In
the fifth week of chemo and radiation for my Stage IIb Cervical Cancer, I landed ( for the second
time in the week) in the ER at Gettysburg Hospital --- this time, with
very blurred vision, extreme potassium
deficiency, and very serious dehydration.
All due to the side effects of the radiation; namely, non-stop diarrhea.
I had “Chemo Brain” too, which kept me from wanting to eat anything, and also
which prevented me from realizing I had to drink as much water as I needed to
drink. I was scared to death that the blurred vision was permanent, and that I
would never read again, drive again, or teach again.
After
an overnight in the hospital and IV fluids, I went home. One of the blessings
of my life is that we have an Infirmary in our big house, and I was put to bed
there. I went out every day for the radiation, but that was about it. For the
next nine weeks, I stayed there. I was
so weak that I couldn’t walk very far down the hall. My chemo brain was such
that I couldn’t concentrate , even on a tv show. My distorted thinking caused me to think many
strange thoughts. I also thought I was
going to die.
Needless
to say, I got better. My blurred vision
finally cleared up in May of that year. That aggressive treatment killed the
cancer, and I am still cancer-free. The
five year survival rate for that type of cancer is 58%, so I really count
myself blessed.
It
took me more than a year to begin to write poems about this experience. They are not “nice” poems.
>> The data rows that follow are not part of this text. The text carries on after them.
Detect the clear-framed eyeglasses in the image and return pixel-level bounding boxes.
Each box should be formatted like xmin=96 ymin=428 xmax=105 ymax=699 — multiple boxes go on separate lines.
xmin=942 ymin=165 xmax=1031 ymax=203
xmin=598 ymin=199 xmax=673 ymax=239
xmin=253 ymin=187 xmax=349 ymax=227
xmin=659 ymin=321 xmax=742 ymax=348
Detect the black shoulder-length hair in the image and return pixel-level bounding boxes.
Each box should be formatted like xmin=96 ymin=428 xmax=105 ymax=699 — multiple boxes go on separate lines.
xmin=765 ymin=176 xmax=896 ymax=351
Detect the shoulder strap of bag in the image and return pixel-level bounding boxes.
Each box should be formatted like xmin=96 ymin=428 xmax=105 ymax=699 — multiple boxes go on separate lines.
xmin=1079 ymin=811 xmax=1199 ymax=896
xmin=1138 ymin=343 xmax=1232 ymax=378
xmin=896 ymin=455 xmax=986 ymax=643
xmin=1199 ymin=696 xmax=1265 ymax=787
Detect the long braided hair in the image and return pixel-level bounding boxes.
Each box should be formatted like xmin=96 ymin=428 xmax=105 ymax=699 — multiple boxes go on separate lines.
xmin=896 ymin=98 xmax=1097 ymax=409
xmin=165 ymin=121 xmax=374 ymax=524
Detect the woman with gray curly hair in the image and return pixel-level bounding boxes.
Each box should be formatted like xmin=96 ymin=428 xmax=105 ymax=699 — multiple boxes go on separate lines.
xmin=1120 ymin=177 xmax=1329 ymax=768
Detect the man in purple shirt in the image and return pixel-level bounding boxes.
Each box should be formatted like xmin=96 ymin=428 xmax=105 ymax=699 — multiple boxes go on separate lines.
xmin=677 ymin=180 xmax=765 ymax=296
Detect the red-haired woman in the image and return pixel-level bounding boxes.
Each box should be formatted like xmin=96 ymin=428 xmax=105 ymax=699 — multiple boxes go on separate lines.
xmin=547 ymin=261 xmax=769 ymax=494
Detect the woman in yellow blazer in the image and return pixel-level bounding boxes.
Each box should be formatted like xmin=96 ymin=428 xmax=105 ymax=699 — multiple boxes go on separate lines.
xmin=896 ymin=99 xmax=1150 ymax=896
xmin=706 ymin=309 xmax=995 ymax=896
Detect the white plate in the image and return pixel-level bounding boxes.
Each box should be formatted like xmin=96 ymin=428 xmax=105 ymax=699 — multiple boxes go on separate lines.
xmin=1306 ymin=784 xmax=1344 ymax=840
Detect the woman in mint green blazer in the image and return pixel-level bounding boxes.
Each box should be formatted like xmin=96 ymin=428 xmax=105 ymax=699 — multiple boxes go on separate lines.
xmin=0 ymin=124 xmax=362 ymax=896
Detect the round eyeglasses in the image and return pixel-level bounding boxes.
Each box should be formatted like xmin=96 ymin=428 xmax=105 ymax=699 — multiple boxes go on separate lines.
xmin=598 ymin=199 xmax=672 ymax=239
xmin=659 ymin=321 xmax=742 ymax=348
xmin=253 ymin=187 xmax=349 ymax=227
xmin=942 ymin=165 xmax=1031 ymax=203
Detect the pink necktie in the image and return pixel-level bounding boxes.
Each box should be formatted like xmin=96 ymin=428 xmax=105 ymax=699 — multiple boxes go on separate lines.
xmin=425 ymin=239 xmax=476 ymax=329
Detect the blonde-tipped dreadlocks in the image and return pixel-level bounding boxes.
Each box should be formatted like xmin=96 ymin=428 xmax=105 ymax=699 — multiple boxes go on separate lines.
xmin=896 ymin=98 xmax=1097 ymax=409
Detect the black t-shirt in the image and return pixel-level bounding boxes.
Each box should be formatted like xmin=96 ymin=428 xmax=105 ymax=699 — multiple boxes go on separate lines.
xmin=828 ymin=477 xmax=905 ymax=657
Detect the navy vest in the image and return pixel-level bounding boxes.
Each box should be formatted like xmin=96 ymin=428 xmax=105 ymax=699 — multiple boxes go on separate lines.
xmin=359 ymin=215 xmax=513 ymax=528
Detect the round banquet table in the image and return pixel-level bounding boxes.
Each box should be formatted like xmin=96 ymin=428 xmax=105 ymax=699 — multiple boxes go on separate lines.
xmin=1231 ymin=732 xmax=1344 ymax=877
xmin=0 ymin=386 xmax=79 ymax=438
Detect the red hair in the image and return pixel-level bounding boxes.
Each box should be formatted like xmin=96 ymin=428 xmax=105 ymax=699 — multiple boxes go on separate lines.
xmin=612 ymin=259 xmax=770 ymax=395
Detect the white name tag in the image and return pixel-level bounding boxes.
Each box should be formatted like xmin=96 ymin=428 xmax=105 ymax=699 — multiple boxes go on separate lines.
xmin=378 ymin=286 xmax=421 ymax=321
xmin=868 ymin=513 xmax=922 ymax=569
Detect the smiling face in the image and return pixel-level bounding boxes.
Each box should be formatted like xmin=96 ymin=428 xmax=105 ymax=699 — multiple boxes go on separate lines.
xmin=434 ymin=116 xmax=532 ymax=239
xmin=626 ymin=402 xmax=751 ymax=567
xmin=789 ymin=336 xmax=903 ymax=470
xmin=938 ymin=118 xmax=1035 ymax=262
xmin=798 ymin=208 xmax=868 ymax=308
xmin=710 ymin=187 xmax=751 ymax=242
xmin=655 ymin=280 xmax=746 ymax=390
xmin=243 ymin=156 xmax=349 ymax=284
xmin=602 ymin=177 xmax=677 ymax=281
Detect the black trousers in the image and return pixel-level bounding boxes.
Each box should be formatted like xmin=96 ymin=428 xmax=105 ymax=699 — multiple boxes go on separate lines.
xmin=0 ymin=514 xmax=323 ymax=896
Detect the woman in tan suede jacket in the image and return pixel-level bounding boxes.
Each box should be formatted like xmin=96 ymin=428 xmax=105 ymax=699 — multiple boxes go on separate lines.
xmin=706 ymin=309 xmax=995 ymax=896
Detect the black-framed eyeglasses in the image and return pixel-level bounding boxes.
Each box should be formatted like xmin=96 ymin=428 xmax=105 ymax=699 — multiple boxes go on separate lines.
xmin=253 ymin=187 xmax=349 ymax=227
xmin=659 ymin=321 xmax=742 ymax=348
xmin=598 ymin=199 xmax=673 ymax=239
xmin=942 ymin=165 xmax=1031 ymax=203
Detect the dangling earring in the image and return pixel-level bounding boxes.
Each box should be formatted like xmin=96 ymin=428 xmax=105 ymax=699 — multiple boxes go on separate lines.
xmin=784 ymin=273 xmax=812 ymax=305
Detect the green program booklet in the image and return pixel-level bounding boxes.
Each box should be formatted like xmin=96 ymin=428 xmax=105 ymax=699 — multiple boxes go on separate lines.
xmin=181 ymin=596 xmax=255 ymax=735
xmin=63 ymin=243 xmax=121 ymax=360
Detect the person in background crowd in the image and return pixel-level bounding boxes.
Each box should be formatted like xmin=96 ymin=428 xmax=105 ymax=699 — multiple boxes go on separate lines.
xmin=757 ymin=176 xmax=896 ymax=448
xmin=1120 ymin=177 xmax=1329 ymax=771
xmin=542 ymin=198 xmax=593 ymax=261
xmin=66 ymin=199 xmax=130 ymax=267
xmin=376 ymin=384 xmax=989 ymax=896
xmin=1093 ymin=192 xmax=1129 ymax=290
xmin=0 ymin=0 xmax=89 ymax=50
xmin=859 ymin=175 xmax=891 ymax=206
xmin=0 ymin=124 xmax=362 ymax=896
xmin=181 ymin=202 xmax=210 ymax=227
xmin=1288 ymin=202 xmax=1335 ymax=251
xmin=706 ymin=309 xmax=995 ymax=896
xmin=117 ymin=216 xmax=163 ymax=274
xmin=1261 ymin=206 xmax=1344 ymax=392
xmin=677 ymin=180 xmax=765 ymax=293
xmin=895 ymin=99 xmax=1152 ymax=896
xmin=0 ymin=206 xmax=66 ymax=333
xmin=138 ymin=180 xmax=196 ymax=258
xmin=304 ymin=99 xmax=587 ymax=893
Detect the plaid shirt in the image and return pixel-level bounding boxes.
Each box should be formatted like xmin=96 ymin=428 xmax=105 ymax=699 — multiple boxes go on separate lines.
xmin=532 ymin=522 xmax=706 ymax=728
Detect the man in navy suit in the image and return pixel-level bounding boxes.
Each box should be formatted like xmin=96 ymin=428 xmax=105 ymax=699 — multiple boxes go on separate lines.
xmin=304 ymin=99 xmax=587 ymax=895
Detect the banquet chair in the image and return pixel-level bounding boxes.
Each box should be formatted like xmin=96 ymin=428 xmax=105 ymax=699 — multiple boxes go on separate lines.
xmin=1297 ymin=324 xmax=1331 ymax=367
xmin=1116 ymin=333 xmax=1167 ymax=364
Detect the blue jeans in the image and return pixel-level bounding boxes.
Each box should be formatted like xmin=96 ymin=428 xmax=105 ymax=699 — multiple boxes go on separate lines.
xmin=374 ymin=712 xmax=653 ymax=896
Here are several:
At the Gettysburg Cancer Center
Cozy club you don’t
want to join.
Brigade which
enlists you on the side
of the invaded
in a Civil War
battle.
To sign up,
admit that you are
bleeding,
or that you are
dizzy,
or that you feel a
lump.
The anteroom
welcomes and smells
like coffee,
offers fruit and
graham crackers.
Soon you won’t want
to eat
any of them.
Door number one:
Chemo-
Big easy chairs
arranged
around a sunny room
with high ceilings
that looks like a
hair salon
where the hair
evaporates
from most heads.
Door number two:
Radiation
more Star Trek than
Cemetery Ridge.
The uniformed
sailors leave you alone,
retreat behind
leaden walls,
while the hammerhead
cannon
grinds and rotates
around every side of
you.
Feeling nothing
but fatigue,
you leave for
another evening
of diarrhea.
Recurring depression
delusions,
dehydration
accompany you home.
After six weeks
leave the clubhouse
and almost forget
what membership
cost.
You wonder about the
other veterans-
Are they
melting, wild cells
galloping away with them?
Are they, like you, returning
home,
scarred, but breathing victory?
Marooned
The sick woman floats on a narrow
mattress
on a desert island,
in an ocean of grey floor, pale
green walls.
The plane has crashed.
She’s washed up
stranded here,
cast
away into a wilderness
of dehydrated silence.
Dissociated .
Her blurred eyes cast about
for signs of health,
for signs of death.
But she’s a castaway,
shipwrecked by broken bowels,
by waterstarved heart.
Companion Radio,
The franchised station
plays in the nursing home
where she lies, melting into the
bed.
Plays in her fading ear:
Blessed
Assurance, Jesus is mine…
As you are once a whiner
Still
I’ll cling to the old rugged cross…
Drugged across
I
come to the garden alone…
The guard , a lone aide
Rock
of Ages, cleft for me…
Crock of angels, left for me to
entertain
When
we’ve been there ten thousand years…
Towels and tears
Is what she hears.
The Meaning of
Radiance
Still cooking the
colon
years after the
machine
delivered its
killing light
to the hard purple
carcinoma.
Cancered cervix
cancered liver
now friable,
readily crumbled,
brittle,
easily reduced to
powder
like styrofoam,
sandstone,
able to be fried in
the sun,
on the stove,
in the mouth of
radiation.
Waves in defenseless
air
through the
unsuspecting neighbor.
Light of sun
distilled, forced
through tunnels into
funnels
dancing in the sky
at Fatima,
glowing the teeth of
the smile of the
child in Hiroshima.
What radiance does
to the mouth…
John Chrysostom
,golden radiant mouth,
no metal fillings
bouncing beams off your teeth
to burn your tongue.
Sing it:
O Radiant Light O Sun Divine
of God the
Father’s Deathless Face
O Image of the Light Sublime
that lights
the heavenly dwelling place…
2 comments:
Anne, Your poem about the treatment center in Gettysburg spoke to me this morning. We visited Gettysburg this summer -- so much history there. That is a layer underneath your poem. I'm glad that you're writing about this experience and that you are well.
Thank you so much! Glad you were able to visit Gettysburg. I feel blessed to live so close to those hallowed grounds. And , yes, I am well.